Opposizione, una barca che affonda

Giuseppe StabileAVERSA. “Finchè la barca va….” recitava una vecchia canzone che però sposa in maniera terribilmente realistica la situazione dell’attuale composizione della minoranza in consiglio comunale.

Una barca che affonda, e sulla quale è rimasto solo il comandante e pochi intimi. Già pochi giorni dopo l’ufficializzazione dei candidati ad opera della commissione elettorale, il fidatissimo compagno di partito di Peppe Stabile nel Pda, Stefano di Grazia, dichiara la sua volontà di proporsi indipendente perché, si legge nella nota ufficiale, “la decisione è scaturita da un’attenta analisi dei risultati elettorali e da una successiva considerazione di non riconoscersi nell’attuale centrosinistra aversano caratterizzato solo da perenne ed eccessiva litigiosità e lacerate divisioni. Pertanto, dichiara di svolgere l’attività in Consiglio Comunale secondo la propria coscienza”. E da quello che si è visto oggi non è l’unico. Il Partito Democratico per Aversa perde un altro tassello, Adolfo Giglio ritorna ad un vecchio amore: il Psi.

Paolo Santulli

La notizia era già nell’aria da diversi giorni ma la conferma è arrivata solo dopo le dichiarazioni ottimistiche del segretario cittadino del partito Rosario Ippone che non nasconde la contentezza per avere ottenuto, seppure in secondo momento, una rappresentanza in consiglio comunale. Ma il dato che più di tutti mortifica l’opposizione è proprio la mancanza di opposizione. Rimangono a sostenere le sorti, e le ragioni, di coloro che hanno votato a sinistra solo in cinque: Peppe Stabile, Domenico Rosato, Giovanni Tirozzi, Francesco Gatto, Rosario Capasso e Raffaele Pellegrino. Naturalmente ci sono anche i centristi Imma Lama e Paolo Santulli ma, appunto, essendo di centro voteranno sempre secondo coscienza. In altre parole, sia a sinistra che a destra.

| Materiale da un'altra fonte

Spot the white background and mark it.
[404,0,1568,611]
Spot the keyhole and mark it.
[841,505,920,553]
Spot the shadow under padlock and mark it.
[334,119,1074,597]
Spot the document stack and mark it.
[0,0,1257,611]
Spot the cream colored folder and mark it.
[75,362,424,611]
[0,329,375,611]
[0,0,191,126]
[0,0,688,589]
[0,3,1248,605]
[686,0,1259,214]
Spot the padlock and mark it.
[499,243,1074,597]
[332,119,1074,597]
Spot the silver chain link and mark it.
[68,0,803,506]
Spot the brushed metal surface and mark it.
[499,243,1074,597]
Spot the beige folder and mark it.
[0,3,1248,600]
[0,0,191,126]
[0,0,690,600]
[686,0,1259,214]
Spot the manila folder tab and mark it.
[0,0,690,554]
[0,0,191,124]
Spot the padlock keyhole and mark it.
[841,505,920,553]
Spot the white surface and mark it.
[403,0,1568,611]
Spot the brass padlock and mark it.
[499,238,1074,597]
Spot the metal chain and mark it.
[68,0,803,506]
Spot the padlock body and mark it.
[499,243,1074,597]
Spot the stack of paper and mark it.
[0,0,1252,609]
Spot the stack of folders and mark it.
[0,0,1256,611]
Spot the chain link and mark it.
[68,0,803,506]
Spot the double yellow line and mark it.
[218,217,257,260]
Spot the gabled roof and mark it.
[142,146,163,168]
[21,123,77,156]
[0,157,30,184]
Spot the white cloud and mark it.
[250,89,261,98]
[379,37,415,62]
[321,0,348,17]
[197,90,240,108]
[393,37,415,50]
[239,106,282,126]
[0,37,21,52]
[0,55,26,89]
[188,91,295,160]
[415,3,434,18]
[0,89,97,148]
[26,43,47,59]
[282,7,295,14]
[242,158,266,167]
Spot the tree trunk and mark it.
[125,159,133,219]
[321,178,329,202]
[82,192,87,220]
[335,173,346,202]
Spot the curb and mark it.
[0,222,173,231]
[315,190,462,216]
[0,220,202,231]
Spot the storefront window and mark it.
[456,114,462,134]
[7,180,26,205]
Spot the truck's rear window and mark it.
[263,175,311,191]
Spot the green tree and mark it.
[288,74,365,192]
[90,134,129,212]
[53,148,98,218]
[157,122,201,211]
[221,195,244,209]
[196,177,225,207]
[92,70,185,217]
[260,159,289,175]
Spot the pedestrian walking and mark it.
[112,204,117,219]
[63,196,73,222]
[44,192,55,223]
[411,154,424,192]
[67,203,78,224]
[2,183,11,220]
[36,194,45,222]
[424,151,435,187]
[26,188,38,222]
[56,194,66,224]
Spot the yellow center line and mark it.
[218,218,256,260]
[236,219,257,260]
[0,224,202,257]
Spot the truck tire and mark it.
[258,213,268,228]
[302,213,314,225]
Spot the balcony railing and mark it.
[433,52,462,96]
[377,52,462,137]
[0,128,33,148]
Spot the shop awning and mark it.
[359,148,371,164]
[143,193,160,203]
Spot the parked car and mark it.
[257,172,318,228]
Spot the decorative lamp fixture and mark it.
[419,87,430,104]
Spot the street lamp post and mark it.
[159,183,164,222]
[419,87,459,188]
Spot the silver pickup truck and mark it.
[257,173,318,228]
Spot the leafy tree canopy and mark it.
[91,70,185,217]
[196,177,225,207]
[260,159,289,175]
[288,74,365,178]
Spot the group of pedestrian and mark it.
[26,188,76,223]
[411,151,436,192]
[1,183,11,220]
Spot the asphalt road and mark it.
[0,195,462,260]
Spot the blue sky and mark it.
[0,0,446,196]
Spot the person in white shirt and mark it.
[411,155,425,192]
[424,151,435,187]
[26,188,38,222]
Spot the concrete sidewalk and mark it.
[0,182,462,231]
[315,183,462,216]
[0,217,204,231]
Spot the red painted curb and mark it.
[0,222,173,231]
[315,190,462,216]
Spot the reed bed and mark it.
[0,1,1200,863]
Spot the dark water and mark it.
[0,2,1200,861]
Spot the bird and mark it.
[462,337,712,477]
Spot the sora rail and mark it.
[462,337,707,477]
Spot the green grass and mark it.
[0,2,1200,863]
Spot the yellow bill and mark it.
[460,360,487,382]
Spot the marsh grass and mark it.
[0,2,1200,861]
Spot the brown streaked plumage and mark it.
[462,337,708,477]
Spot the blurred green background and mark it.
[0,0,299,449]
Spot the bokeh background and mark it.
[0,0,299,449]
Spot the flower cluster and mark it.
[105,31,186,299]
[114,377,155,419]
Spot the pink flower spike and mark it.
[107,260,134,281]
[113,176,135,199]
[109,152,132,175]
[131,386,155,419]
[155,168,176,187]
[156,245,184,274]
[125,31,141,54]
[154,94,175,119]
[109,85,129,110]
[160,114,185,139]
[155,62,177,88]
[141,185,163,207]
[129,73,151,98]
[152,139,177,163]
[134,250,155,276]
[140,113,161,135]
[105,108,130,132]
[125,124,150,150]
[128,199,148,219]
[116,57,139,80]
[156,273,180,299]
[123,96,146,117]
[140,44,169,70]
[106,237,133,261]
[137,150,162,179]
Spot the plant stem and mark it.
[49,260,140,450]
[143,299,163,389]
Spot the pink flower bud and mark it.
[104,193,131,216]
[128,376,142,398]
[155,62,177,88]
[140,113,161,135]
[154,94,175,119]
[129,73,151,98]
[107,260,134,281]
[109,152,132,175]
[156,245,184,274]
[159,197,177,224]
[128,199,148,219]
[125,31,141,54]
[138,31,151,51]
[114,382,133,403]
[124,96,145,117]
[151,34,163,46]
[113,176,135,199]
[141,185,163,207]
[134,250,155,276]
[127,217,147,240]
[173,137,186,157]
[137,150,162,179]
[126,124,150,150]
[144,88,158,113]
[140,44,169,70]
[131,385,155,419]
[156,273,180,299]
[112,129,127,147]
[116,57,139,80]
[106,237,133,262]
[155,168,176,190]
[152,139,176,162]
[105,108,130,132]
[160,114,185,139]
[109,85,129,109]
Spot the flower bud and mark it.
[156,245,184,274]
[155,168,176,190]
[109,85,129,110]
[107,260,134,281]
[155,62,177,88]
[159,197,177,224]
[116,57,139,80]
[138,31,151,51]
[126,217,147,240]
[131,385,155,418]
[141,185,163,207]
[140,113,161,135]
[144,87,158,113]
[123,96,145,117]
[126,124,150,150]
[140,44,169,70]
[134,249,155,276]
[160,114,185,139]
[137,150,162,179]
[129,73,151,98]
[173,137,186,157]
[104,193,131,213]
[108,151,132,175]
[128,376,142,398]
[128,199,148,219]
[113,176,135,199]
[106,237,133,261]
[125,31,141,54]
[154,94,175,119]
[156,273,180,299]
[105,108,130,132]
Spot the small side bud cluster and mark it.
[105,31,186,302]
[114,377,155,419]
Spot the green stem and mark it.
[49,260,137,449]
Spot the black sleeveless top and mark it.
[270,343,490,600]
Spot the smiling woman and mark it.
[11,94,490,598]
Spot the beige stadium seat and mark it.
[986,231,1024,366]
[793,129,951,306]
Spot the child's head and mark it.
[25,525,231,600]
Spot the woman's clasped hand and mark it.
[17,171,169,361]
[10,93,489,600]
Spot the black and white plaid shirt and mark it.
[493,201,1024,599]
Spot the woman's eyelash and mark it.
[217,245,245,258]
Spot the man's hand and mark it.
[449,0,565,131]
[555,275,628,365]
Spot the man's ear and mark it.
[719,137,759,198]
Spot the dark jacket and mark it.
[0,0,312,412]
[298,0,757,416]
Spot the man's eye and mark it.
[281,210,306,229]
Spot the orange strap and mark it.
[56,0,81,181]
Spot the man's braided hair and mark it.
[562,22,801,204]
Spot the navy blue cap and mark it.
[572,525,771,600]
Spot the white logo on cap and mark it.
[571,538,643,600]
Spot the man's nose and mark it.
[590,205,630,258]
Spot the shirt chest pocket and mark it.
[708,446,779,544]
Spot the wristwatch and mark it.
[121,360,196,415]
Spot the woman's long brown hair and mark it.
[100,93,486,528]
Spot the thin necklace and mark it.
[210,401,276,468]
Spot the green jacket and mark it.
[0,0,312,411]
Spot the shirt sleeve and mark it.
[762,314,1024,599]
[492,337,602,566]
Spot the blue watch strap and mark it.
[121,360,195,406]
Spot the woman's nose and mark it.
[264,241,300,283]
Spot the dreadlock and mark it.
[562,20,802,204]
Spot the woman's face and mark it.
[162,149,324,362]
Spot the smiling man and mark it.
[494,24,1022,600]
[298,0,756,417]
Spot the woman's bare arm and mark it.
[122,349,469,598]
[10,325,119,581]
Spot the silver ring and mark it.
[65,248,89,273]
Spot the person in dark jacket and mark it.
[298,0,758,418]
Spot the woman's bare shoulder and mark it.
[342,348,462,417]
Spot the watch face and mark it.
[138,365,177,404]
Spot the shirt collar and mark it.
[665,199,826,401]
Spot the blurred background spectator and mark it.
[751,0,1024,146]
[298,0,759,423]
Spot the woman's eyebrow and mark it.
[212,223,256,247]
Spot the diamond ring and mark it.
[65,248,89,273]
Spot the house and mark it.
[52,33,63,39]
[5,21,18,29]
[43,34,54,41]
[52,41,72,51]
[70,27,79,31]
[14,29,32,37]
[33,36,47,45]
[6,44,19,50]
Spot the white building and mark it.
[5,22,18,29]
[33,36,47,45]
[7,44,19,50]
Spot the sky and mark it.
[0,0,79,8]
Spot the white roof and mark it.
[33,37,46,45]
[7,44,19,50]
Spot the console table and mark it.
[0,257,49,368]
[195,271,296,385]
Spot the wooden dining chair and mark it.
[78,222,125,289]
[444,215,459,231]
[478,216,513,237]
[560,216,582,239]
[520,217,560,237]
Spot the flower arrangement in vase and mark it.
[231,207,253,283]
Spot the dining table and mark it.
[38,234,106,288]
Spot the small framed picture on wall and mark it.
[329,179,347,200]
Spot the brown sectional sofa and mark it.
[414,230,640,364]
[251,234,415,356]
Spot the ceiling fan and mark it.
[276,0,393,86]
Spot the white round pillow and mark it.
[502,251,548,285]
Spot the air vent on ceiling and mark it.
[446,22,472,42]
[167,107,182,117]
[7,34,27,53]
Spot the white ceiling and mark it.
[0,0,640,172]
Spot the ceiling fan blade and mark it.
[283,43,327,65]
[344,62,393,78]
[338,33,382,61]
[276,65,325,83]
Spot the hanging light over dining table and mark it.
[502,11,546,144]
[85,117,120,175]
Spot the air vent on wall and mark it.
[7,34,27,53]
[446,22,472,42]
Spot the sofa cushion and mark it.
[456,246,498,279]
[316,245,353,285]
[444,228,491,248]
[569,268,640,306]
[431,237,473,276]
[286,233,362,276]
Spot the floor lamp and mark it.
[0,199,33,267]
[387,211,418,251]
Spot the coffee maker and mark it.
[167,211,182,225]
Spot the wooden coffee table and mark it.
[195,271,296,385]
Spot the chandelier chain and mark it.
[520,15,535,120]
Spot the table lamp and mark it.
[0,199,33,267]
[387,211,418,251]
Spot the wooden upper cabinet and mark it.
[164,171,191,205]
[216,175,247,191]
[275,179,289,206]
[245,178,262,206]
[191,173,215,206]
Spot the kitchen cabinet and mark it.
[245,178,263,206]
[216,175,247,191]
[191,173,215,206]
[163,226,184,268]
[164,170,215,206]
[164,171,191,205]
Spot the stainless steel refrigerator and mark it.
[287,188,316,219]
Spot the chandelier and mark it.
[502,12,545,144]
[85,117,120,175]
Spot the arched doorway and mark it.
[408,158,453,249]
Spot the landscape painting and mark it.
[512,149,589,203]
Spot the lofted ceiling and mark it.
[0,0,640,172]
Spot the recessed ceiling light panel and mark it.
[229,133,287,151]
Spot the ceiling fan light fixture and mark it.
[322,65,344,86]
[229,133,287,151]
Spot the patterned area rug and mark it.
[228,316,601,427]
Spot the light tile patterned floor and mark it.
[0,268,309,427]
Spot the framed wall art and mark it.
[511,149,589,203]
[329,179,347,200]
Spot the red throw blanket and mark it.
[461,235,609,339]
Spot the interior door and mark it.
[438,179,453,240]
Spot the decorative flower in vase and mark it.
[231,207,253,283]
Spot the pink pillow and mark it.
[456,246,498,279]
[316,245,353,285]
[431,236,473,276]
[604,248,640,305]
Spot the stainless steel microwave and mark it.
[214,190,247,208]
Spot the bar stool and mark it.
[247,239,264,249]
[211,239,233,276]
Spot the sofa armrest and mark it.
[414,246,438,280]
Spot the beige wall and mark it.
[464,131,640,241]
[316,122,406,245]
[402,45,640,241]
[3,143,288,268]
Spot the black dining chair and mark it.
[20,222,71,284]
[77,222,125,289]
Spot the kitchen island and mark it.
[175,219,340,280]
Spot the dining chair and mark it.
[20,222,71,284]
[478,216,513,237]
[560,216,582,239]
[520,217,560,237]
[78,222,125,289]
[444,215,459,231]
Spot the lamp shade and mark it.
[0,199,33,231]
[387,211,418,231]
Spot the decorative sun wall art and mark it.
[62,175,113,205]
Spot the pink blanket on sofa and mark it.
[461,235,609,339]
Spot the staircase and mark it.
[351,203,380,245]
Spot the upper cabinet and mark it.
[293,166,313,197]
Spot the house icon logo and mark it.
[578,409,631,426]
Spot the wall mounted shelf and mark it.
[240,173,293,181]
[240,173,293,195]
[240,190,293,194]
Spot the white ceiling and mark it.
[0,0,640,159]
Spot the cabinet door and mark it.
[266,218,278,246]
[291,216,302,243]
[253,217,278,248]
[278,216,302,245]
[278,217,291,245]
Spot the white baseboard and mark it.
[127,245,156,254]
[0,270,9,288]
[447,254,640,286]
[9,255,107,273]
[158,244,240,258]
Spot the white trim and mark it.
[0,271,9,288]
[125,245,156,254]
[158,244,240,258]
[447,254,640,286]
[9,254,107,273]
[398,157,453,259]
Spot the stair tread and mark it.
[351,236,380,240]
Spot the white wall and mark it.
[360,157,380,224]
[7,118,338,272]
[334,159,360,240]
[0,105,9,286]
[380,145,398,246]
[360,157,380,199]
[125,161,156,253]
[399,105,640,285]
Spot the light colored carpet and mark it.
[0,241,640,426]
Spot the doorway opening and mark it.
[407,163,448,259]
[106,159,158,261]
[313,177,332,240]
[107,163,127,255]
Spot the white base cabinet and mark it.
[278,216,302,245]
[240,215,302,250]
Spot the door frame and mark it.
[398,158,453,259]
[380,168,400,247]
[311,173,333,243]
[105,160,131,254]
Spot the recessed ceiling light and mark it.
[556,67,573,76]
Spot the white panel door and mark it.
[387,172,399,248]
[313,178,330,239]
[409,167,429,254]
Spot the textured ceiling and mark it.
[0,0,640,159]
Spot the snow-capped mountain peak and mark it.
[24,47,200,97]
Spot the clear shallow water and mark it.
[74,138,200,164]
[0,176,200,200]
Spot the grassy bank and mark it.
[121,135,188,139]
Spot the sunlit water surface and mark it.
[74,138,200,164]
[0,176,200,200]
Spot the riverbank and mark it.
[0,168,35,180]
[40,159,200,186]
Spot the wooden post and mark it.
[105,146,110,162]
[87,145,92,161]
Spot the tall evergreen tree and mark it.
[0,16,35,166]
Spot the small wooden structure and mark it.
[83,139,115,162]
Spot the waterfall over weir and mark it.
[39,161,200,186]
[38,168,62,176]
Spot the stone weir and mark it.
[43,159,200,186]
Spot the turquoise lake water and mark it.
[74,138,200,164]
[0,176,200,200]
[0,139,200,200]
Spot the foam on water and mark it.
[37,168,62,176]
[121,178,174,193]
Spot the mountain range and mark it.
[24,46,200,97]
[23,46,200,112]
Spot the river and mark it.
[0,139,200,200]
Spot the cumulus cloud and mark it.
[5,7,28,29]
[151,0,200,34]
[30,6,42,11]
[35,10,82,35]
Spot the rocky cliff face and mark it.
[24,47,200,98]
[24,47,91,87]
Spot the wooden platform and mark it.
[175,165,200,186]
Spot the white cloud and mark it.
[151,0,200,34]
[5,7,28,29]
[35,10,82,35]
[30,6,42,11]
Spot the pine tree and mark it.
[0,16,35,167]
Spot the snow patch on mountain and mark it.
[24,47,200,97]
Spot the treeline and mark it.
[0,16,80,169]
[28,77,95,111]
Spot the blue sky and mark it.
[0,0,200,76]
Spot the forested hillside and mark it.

Ci si troverà, quindi, ad assistere a consigli comunali senza mordente, senza sfida costruttiva, senza margine di dubbio. Forse è giunto il momento per il centrosinistra di recitare un mea culpa e ricostruire ad Aversa una realtà nuova, fatta di gente nuova e, perché no, unita sotto lo stendardo innovativo del Partito Democratico.